15 minute ficlet: Who’s Right, Who’s Wrong, Who’s Left

From Ty’s prompt here, written in 12 minutes.

“These sort of things just polarize the group more, that’s all I’m saying, Anna. And it doesn’t seem like a good idea.”

“But having a debate is a calm, rational way to work out differences over an issue.” Anna sat on the kitchen counter and kicked her feet despondently, half-heatedly peeling carrots while Cassie seared one of their last slabs of meat. “I don’t see what the problem is.”

“The problem is that you’re expecting humans to act calm and rational. That only works now and then in the best of circumstances, and, really, hon, you can’t say this is the best of circumstances. Are you done with the carrots yet?”

“No, Mom.” She peeled the carrots with more alacrity, stashing all of the peels in their compost bin before moving on to slicing the potatoes. “I don’t get it, though. Back in school, they were really big on ‘man is a rational, thinking being.’ So why can’t we act like it? Why do you and Aunt Sarah and Uncle Todd seem to think that we’re all going to turn into ravening monsters is we sit down and discuss an issue?”

“Well, because ‘thinking being’ is all well and fine, but are you telling me you’ve never seen an argument boil over?” She pinched some hoarded spices into the pot.

“I guess, yeah, but, like, kids. Or, I guess, Uncle Jack and Dad after they’d been drinking. Or you and…”

“So yes,” Cassie cut her off. “People argue. Tempers flare. And when it’s an issue like this… well, everyone’s invested, aren’t they? This isn’t like your high school debates, Anna, where the subject really didn’t mean all that much to anyone. This is life or death for every person here.”

“Which is why I think we ought to actually discuss it!
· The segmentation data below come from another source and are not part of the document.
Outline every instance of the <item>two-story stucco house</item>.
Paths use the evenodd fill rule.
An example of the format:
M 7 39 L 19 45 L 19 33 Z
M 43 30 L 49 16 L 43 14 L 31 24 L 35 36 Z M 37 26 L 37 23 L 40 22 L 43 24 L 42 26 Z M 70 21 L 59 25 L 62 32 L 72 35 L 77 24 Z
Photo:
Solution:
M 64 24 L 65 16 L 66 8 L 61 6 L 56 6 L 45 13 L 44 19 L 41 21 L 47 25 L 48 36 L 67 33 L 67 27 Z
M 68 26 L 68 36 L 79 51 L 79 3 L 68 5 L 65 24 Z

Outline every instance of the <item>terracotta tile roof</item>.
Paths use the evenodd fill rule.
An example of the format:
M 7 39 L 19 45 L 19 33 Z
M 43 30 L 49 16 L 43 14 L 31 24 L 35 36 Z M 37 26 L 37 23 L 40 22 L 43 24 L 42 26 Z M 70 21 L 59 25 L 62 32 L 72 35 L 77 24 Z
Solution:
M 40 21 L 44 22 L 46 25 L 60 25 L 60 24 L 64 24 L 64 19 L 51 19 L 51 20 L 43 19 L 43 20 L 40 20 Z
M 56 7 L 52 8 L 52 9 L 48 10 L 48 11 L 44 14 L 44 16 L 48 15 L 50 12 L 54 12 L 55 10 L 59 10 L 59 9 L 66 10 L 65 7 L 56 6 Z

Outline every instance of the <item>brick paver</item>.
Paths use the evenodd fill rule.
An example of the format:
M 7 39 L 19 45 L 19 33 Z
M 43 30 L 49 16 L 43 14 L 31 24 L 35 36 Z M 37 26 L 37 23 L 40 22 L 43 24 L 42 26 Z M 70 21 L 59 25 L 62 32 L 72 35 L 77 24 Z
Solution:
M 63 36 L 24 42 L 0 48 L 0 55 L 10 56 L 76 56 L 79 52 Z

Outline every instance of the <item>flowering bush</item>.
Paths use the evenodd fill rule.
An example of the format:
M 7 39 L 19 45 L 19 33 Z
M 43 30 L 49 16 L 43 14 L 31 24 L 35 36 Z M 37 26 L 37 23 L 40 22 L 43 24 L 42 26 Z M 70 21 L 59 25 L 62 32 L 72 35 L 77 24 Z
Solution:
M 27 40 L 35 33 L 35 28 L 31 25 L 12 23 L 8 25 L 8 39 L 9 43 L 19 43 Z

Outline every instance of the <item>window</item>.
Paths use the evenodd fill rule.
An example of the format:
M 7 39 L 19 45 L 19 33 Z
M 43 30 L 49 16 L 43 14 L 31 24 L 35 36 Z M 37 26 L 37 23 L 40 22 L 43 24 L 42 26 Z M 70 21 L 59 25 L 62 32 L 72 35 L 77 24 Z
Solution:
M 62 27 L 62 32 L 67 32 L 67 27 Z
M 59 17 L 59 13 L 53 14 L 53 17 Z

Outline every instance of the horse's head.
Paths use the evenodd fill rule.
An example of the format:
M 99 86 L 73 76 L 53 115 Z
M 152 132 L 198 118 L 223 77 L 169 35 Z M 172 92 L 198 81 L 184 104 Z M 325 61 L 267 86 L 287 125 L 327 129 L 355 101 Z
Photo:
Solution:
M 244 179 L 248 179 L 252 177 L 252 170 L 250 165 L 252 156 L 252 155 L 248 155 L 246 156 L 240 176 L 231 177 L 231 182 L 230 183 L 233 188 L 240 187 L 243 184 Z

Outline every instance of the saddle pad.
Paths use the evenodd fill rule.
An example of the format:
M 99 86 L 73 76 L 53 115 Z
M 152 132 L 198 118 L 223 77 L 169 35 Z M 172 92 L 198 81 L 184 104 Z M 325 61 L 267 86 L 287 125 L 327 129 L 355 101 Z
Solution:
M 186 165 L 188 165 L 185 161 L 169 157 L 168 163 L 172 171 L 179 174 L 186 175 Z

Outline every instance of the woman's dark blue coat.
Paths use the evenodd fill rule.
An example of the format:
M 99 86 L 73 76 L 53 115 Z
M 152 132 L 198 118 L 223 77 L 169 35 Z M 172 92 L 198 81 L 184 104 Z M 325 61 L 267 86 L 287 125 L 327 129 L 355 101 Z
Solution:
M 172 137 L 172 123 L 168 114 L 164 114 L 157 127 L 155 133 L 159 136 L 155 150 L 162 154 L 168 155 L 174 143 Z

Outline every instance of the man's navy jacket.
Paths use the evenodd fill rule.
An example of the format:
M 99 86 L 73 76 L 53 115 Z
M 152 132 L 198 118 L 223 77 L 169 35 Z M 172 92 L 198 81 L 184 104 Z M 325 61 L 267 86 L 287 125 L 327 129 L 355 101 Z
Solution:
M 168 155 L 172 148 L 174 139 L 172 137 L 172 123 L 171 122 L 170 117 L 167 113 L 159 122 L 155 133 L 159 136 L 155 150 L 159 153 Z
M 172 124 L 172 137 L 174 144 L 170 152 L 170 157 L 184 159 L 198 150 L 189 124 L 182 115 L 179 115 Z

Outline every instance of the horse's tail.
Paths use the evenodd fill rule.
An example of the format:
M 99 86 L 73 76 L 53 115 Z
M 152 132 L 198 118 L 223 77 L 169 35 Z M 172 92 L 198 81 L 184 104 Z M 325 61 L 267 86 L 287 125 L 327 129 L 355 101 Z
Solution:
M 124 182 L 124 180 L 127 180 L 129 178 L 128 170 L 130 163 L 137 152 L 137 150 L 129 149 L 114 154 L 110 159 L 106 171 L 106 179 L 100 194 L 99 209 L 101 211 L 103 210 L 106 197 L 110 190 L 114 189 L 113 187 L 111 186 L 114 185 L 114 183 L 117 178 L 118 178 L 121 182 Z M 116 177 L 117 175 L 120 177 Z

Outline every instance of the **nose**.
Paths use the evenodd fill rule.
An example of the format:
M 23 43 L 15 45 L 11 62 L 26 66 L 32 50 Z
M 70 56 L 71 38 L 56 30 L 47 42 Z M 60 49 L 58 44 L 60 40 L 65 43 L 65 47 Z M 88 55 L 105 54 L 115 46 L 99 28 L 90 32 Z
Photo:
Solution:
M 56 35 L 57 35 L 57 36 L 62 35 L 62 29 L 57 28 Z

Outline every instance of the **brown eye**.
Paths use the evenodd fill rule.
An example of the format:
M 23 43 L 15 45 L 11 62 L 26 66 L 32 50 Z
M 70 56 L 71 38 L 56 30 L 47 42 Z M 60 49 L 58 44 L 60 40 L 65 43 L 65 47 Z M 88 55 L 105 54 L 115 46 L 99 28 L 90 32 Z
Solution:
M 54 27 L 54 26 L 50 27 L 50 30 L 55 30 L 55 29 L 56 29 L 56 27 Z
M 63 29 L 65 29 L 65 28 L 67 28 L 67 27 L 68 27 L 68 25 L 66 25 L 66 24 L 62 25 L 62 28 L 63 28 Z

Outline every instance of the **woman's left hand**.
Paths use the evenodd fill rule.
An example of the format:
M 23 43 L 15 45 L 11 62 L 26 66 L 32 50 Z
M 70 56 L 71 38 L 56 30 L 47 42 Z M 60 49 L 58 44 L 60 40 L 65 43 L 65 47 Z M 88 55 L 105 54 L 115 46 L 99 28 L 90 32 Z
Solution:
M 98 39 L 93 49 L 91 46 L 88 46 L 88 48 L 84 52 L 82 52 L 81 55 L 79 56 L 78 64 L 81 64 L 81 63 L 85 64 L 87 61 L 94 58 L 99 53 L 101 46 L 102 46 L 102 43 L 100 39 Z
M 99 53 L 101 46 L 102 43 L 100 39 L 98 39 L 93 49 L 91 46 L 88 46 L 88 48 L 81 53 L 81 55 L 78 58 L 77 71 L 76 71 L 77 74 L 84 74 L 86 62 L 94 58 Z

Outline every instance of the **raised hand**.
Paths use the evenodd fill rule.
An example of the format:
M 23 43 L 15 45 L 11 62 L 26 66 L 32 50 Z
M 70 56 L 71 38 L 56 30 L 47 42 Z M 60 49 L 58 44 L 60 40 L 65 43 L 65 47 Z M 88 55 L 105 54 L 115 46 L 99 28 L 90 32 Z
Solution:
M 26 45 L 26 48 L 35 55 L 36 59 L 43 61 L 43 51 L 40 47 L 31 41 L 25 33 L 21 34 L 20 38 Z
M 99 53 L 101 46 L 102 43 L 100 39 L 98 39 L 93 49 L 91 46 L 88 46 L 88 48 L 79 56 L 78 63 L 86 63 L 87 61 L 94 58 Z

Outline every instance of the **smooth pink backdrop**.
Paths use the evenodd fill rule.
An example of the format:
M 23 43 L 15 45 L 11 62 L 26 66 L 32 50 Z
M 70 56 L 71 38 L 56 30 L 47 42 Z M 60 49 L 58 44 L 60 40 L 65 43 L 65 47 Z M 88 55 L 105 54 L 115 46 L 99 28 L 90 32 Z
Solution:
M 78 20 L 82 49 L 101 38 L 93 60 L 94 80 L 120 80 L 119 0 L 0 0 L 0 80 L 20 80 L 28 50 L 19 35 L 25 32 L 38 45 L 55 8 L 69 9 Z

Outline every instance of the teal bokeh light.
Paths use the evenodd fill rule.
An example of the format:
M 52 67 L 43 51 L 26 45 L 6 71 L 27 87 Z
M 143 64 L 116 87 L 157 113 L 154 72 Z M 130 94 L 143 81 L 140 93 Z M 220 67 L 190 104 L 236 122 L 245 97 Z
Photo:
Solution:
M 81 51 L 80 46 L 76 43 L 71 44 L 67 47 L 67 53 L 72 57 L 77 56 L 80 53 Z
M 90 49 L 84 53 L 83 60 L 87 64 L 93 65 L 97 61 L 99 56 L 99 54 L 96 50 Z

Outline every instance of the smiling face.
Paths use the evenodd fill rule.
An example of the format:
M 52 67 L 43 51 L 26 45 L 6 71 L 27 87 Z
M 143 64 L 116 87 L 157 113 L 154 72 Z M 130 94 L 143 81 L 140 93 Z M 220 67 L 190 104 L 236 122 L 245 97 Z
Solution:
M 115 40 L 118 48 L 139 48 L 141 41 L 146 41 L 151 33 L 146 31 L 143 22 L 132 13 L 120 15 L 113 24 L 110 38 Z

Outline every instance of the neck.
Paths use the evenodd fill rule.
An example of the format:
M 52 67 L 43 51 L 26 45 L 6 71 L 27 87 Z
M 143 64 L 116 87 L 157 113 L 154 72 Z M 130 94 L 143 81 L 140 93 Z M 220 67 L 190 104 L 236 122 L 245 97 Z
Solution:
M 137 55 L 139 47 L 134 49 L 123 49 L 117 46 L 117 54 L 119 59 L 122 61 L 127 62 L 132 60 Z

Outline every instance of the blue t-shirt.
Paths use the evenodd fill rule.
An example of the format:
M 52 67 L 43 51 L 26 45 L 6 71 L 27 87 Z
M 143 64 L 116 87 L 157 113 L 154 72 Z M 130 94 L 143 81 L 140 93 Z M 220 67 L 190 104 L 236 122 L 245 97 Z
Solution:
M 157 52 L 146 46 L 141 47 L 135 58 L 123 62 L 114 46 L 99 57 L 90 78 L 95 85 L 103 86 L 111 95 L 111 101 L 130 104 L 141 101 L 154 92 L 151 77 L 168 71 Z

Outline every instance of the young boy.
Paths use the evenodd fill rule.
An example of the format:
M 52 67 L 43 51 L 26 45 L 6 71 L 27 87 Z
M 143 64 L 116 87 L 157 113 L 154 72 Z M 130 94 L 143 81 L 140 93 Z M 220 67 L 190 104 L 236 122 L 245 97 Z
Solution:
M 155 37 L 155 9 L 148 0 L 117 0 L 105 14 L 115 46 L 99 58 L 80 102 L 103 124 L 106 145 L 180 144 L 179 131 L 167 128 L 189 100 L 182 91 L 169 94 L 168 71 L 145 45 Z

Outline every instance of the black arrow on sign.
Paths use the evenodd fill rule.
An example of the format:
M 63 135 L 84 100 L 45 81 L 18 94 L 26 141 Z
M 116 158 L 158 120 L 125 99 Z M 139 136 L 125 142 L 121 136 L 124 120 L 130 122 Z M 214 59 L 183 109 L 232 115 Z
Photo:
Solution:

Not leave it up to the mayor. Not just do some secret ballot. But actually sit down and talk about it and figure out, between all of us, what the best option is.”

“Honey, it’s not going to happen like that. I’m sorry, but this isn’t the sort of situation where people are going to calmly go over their options; everyone already has an opinion.The bunker is already divided pretty clearly; staying quiet about it is all that lets people live this close to one another. If you bring it out in the open, if you polarize it, then everyone has to live with the fact, actually face up to it, that they disagree fundamentally with someone living three feet away from them.”

“But it’s all so complicated! Open the door or don’t. Send one person through the lock, don’t send anyone, we all go. How do we know what the right answer is if we don’t talk about it?”

“Honey,” Cassie sighed, “debate doesn’t tell you who’s right. It just tells you who’s loudest.”

This entry was originally posted at http://aldersprig.dreamwidth.org/16931.html. You can comment here or there.

2 thoughts on “15 minute ficlet: Who’s Right, Who’s Wrong, Who’s Left

  1. Ha! Oh my, yes. And one something that life and death… the arguments would get nasty. I am glad to see the people form the green story again, though I am now rather more worried about them. Typo: Why do you and Aunt Sarah and Uncle Todd seem to think that we’re all going to turn into ravening monsters is we sit down and discuss an issue? IF we sit down and discuss and issue.